The Good News From Iraq
I have lately slipped in this department an apology to my few readers. Chrenkoff has his latest at OPJ online,he is also on my blogroll so you can catch up.There is so much good happening that our MSM does not report including FOX and their fading star O'Reilly. It is a shame that we have to rely on an Aussie blogger for this news,though Dr.Chrenkoff is not you average blogger.Pick up your ammo for use against the lefty symphathizers to terror here.
The Battle to Rebuild
A roundup of the past two weeks' good news from Iraq.
BY ARTHUR CHRENKOFF Monday, August 1, 2005 12:01 a.m. EDT
A foreign reporter recently asked Monsignor Rabban al Qas, Chaldean bishop of Amadiyah and Arbil, whether there is any good news coming out of Iraq. "Twenty-three Iraqis are killed every day in Iraq," the interviewer observed. "Nearly two years after the fall of Saddam Hussein, there is no security as yet. Is there still hope in Iraq?" To which the monsignor replied:
"What the media portray is true: explosions, killings, attacks. But if you see how much order, discipline, transport, displacements, and work have improved, there is a change for the better compared to one or two years ago. Now people understand there is a government, the structure of a new state. Thousands and thousands of allied and Iraqi soldiers are present. There is a constitution which is being drawn up, laws are being enacted."

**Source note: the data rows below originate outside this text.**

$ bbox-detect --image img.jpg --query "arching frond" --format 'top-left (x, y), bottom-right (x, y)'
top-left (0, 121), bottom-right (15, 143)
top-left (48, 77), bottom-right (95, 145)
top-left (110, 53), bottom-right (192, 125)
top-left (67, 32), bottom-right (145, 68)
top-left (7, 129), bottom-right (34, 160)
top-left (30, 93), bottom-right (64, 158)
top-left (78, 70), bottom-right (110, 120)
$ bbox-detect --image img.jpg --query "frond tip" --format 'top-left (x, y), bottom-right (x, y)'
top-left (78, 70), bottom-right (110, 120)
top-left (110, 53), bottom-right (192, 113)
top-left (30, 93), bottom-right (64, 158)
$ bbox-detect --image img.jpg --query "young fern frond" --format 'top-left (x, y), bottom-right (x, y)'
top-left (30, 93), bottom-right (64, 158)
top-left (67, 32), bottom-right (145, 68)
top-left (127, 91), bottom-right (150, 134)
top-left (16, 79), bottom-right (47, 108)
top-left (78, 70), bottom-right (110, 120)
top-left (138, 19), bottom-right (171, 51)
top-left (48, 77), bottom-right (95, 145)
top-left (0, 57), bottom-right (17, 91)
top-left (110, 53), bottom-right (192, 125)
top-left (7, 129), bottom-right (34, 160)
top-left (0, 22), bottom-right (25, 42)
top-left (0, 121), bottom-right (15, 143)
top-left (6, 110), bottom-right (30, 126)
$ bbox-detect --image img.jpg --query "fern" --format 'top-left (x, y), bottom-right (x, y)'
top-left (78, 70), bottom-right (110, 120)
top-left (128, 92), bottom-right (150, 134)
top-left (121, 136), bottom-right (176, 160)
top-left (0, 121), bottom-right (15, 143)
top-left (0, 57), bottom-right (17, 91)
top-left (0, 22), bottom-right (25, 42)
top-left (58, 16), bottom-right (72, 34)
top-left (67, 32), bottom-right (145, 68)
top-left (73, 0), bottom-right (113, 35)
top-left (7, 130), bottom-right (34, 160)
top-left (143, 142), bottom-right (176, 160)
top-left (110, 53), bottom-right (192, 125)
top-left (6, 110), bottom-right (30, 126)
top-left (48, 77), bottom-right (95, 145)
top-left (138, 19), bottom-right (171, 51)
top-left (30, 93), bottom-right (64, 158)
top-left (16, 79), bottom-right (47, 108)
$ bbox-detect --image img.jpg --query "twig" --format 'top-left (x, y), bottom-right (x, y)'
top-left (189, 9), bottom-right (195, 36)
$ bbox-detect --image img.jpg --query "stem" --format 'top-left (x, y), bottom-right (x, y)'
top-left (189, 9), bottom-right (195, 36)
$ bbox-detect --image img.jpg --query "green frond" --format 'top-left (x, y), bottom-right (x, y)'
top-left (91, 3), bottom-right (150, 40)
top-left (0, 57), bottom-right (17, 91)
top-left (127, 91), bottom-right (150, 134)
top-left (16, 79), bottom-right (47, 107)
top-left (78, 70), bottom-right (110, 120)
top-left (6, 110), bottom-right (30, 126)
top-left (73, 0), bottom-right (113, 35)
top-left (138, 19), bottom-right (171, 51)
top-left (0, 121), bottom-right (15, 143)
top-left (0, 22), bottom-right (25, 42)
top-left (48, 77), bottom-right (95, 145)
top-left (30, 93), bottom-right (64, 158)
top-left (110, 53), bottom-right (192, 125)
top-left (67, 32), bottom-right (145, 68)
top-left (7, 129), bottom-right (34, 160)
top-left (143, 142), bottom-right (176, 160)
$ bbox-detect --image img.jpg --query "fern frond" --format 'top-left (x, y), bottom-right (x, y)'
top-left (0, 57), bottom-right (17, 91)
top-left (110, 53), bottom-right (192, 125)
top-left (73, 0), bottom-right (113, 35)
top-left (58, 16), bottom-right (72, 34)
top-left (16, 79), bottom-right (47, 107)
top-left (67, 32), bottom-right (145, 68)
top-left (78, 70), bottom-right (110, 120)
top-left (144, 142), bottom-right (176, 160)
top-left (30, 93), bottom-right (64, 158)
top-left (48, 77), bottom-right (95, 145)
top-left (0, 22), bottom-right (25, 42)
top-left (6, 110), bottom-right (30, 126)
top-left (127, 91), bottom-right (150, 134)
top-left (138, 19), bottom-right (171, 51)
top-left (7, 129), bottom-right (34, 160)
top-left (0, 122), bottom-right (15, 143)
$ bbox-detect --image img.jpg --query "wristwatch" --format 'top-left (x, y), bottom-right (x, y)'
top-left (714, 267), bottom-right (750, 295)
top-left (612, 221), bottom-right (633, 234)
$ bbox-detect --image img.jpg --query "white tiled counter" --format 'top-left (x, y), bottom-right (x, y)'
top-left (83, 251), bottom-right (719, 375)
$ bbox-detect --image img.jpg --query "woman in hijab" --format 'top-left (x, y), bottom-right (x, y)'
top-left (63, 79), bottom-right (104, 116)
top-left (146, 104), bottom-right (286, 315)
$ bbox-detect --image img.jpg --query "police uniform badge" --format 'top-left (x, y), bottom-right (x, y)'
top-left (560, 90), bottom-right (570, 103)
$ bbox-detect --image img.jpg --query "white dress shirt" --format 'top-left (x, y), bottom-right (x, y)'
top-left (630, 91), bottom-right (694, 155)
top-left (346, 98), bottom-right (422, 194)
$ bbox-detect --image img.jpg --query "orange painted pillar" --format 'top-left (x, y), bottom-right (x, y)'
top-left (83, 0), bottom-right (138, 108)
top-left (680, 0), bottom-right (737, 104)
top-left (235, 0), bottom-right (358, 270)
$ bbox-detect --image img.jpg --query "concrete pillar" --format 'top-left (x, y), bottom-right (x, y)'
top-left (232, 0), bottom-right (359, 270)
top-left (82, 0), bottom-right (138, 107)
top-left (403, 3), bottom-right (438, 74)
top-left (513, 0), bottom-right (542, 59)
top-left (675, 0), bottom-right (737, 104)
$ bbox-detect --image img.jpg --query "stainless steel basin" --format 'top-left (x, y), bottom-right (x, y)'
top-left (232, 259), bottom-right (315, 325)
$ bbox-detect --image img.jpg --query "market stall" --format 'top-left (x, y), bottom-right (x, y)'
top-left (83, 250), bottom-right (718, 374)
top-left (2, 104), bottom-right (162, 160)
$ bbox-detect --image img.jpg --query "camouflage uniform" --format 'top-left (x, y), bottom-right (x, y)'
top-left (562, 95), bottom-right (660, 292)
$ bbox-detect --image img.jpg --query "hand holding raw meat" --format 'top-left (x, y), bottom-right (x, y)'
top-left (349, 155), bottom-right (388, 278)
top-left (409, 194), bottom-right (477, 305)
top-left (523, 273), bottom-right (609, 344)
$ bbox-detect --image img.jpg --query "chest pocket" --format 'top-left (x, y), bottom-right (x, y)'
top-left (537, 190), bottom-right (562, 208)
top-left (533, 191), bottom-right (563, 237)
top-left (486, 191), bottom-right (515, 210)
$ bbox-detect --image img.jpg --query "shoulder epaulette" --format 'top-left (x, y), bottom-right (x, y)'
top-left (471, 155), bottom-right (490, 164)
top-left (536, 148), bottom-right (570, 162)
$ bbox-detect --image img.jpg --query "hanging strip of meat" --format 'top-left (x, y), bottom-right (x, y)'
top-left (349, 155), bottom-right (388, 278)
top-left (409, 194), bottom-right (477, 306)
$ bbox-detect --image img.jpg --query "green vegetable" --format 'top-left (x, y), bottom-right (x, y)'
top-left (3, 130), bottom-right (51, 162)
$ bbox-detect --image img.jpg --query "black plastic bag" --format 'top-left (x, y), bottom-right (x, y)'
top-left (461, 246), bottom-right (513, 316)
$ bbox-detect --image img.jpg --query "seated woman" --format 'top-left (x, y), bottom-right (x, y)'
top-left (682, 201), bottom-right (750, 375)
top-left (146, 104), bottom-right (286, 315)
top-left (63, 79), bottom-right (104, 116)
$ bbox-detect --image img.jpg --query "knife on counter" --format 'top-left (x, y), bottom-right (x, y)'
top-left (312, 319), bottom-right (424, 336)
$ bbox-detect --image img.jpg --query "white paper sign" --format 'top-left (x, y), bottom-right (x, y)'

The presence of authority is recognised. This was not the case before. And Al-Qaeda integralists and terrorists coming from abroad seek to penetrate Iraq precisely to destroy the beginnings of this social organization. A war for the future of Iraq is going on, but that war is being fought not only with guns and explosives. Terrorists and insurgents are killing soldiers and civilians and sabotaging infrastructure, and the Iraqi and coalition security forces in turn are hunting down the enemies of the new Iraq. But every step towards self-government, every new job created, every new school opened, is a small victory against those who would want to turn Iraq's clock back three--or 1,300--years. Below are some of these stories that often get lost in the fog and smoke of war.